Manual fix: search on official sites (anbernic.com, trimui.com, goretroid.com), verify each
URL with curl -I, inject directly into article.json. The real lesson:
don't delegate asset lookup to the render pass (which has no WebSearch). If an image URL is
critical, it must be collected during pass 1 (with WebSearch).
Planned improvements
-
Image URL validation. Nothing currently verifies that URLs in
article.jsonreturn a real image. An HTTP 200 check at merge time would eliminate silent 404s. -
Price history. For the retro topic, storing a
{date, price}array per console would allow displaying a price evolution chart. The data is collected every cycle — it's just not persisted yet. - Significant delta alerts. If a console drops more than 20% between cycles, trigger a notification. The data is there, the diff logic exists — the trigger is missing.
-
Admin UI for adding topics. Currently adding a topic means editing
registry.json, creating three PHP files, and adding two routes. A simple form → file generation UI would make this accessible without touching code. - Retry on render pass. Pass 1 has a retry. Pass 2 doesn't — if Claude returns invalid JSON, the article isn't updated and no alert is triggered.
Conclusion
The final architecture fits in a few files: a JSON registry, a generic Node.js runner (~450 lines), a polling daemon, and minimal PHP templates. The power comes from the separation between configuration (registry), collection (pass 1 with WebSearch), structured enrichment (pass 2 without WebSearch), and rendering (pure PHP).
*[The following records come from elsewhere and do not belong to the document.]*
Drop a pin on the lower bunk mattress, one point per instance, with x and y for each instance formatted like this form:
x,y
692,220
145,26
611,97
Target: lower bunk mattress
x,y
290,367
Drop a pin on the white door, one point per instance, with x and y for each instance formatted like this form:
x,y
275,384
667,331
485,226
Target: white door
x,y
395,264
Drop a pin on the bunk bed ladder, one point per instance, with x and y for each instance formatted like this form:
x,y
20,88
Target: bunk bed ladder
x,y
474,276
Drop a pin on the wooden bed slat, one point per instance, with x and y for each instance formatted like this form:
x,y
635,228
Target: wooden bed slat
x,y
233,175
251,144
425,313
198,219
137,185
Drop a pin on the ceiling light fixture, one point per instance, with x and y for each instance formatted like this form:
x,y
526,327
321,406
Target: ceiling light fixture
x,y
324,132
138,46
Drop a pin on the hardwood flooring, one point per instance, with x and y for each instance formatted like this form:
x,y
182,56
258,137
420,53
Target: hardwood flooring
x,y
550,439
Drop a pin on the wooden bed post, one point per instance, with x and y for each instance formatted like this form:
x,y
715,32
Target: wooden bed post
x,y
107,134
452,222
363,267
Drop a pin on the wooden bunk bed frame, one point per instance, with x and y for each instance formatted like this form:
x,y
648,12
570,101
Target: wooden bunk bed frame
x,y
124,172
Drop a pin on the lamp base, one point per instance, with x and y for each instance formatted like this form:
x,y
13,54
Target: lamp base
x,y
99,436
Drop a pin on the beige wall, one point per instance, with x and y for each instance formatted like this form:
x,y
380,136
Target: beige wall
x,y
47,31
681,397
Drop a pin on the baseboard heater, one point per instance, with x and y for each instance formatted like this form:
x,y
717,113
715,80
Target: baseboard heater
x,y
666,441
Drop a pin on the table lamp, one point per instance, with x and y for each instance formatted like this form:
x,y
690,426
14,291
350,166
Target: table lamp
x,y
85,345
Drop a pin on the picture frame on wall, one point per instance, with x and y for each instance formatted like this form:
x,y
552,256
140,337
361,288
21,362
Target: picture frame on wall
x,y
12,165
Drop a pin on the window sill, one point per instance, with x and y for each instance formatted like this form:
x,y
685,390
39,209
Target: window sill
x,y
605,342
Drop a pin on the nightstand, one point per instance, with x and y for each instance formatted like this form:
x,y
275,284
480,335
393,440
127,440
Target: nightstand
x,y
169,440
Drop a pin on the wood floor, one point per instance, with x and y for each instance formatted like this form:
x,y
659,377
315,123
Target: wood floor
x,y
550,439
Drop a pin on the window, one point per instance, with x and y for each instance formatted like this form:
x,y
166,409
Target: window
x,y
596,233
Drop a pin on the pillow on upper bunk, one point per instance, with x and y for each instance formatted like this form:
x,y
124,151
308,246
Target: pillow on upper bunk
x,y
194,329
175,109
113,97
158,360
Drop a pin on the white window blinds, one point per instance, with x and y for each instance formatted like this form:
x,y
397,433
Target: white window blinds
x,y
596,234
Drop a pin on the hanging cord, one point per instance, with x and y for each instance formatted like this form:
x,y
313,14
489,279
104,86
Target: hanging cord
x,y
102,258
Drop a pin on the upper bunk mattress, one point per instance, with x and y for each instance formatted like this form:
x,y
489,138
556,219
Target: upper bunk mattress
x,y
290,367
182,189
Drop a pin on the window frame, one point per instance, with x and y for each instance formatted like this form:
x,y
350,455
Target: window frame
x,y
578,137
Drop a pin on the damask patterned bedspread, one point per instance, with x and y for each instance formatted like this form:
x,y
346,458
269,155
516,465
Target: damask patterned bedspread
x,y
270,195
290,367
What started as a crypto-specific script became a platform where any monitoring topic can be
deployed in 30 minutes: create the registry entry, write a prompt, define the
article.json structure, and write the PHP template. The rest — deduplication,
retry, FTP sync, pruning, periodic summaries — is provided by the runner for free.
The dashboards are live at web-developpeur.com/veille/.